La scena d’apertura, potente e forse un filo sorrentiniana, ci spiazza e ci ipnotizza: una serie di donne obese che ballano, il corpo nudo ricoperto di cellulite, sfregiato da cicatrici. Scopriamo ben presto che si tratta di una performance artistica in corso alla galleria di Susan. Questa visione così grottesca, ai limiti dell’osceno ― immaginatevi delle majorette biotte biotte e molto molto sovrappeso, in modalità rallenti ― innesca un altrettanto potente contrasto con la vita perfetta della protagonista: villa e galleria nei quartieri alti, un cane palloncino di Jeff Koons in bella mostra accanto alla piscina, vernissages a destra e a manca e marito fascinosissimo ― ovviamente fedifrago, perché nulla è mai ciò che sembra, a Los Angeles specialmente…
Ma lo sguardo di Ford sa essere anche spietatamente ironico: non risparmia nessuno, specialmente dell’ambiente che assoceremmo a lui, quello del beauty business. È in grado di demolire, anche soltanto con un personaggio che vediamo in scena per una ventina di secondi ― una collega gallerista di Susan ― l’intero mondo dell’arte contemporanea.
Ford sa quello che fa. E ancora lascia stupiti che un uomo di moda sappia fare cinema così come lo fa lui. Ma non lo diciamo sull’onda di uno sciocco pregiudizio: è onesta incredulità nei confronti di un talento così versatile, semmai. Non è da tutti eccellere nella moda ed eccellere anche dietro la macchina da presa, due linguaggi artistici così diversi… Ford dà prova di saperli parlare entrambi.
E non è nemmeno solo questione di fotografia e senso estetico. La sceneggiatura è costruita ad arte: portare avanti una meta-narrazione come quella di “Nocturnal Animals” senza cadere in incongruenze richiede una profonda conoscenza del proprio materiale e dei meccanismi sottesi alla narrazione cinematografica.

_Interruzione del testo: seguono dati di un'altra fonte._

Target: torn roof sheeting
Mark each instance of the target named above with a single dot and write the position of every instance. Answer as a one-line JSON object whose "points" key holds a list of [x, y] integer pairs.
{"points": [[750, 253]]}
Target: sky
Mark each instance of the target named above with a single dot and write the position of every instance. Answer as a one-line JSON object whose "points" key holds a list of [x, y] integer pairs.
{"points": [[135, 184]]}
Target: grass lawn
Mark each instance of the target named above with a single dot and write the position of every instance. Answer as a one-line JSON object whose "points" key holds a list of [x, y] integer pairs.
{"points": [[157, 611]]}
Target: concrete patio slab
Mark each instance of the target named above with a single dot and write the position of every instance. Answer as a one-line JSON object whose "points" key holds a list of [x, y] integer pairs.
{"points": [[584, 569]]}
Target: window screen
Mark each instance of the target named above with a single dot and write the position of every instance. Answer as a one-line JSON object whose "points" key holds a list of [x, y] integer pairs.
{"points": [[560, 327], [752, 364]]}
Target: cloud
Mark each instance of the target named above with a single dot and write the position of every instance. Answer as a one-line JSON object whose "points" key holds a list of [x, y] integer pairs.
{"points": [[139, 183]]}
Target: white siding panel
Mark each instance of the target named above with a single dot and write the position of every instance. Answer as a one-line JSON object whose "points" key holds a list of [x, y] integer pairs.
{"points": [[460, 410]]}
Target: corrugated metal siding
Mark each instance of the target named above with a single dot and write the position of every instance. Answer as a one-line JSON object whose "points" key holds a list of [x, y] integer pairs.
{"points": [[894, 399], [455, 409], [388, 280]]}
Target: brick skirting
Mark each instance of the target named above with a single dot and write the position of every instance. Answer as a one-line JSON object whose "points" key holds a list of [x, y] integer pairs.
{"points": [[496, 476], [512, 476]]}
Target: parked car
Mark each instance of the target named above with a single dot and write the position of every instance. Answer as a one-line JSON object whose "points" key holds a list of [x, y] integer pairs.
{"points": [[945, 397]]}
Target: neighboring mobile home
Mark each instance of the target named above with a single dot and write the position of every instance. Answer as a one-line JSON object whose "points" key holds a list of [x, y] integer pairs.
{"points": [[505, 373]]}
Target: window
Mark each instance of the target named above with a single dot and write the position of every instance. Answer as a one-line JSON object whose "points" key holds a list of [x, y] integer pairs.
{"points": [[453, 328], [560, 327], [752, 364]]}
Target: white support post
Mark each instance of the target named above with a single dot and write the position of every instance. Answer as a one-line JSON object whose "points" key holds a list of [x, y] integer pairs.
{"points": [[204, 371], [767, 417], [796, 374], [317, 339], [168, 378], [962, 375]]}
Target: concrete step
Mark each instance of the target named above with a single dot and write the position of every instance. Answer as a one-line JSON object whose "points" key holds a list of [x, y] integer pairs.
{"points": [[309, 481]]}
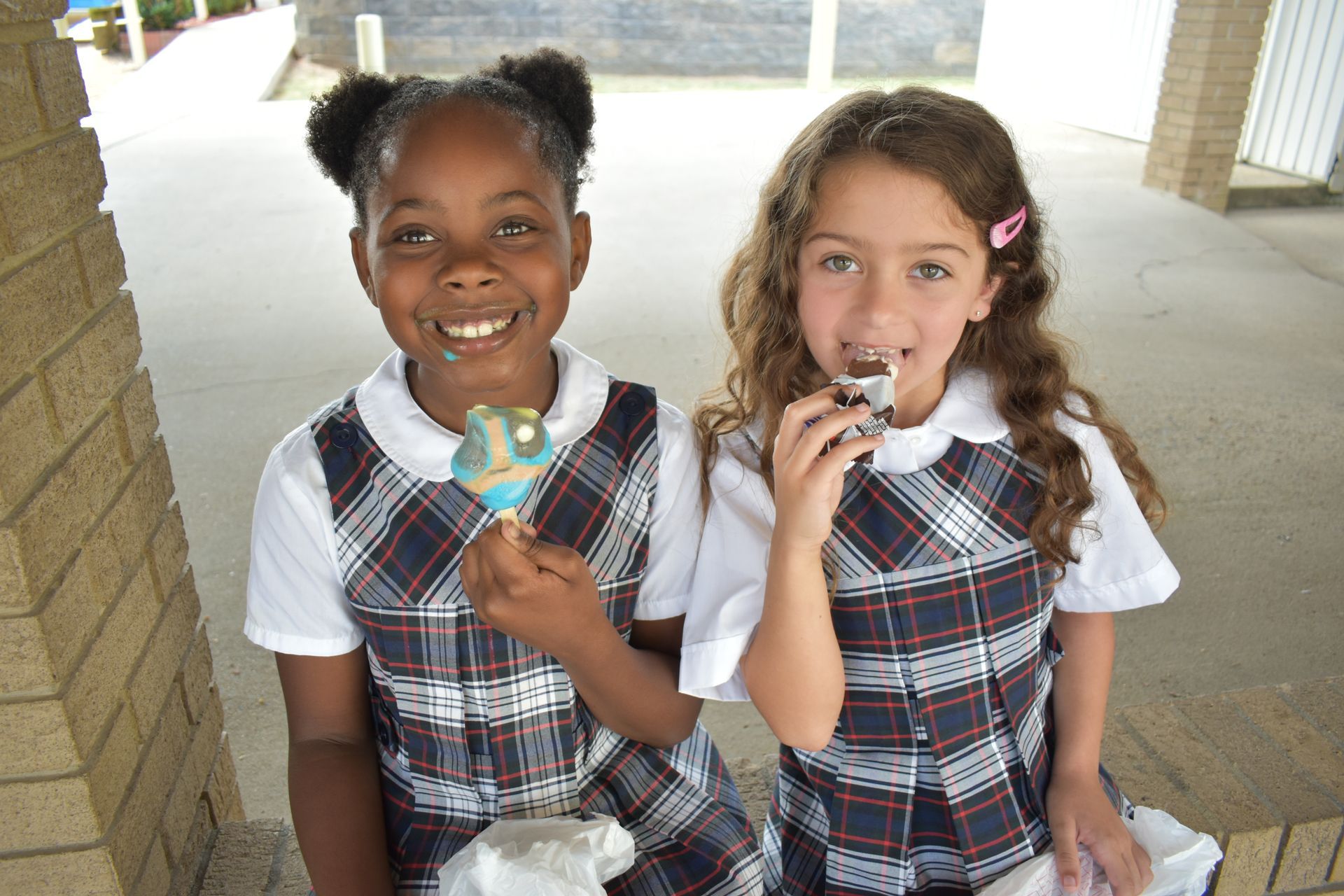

Ogni azione degli attori è diretta al millimetro ― e si vede ― l’enfasi è gestita in maniera attenta, ma anche ardita: la scena di violenza, per esempio, quella che segna il punto di non ritorno nella vita di Tony, avrebbe potuto essere ridotta, attenuata. Invece è temporalmente espansa: per trascinarci nell’incubo di quella notte e di questo marito, noi dobbiamo diventare quel marito.
Durante la conferenza stampa avrei voluto chiedere a Ford se tutta la bellezza a cui ricorre ― per bellezza mi riferisco anche, sineddoticamente, a un semplice divano di velluto vermiglio che torna, certo non a caso, sia nel romanzo scritto da Tony, che nella storia tra Tony e Susan ― se tutto questo bendiddio estetico sia un modo suo, tutto-fordiano, per articolare, e in qualche modo metabolizzare, la potenziale mostruosità umana. Come se il bello nel brutto, potesse, in qualche modo, rendere il brutto meno brutto, più sopportabile.
Mi piace pensare che abbia involontariamente risposto a questa domanda, dichiarando: “Style has to survive substance”. Lo stile deve sopravvivere alla materia.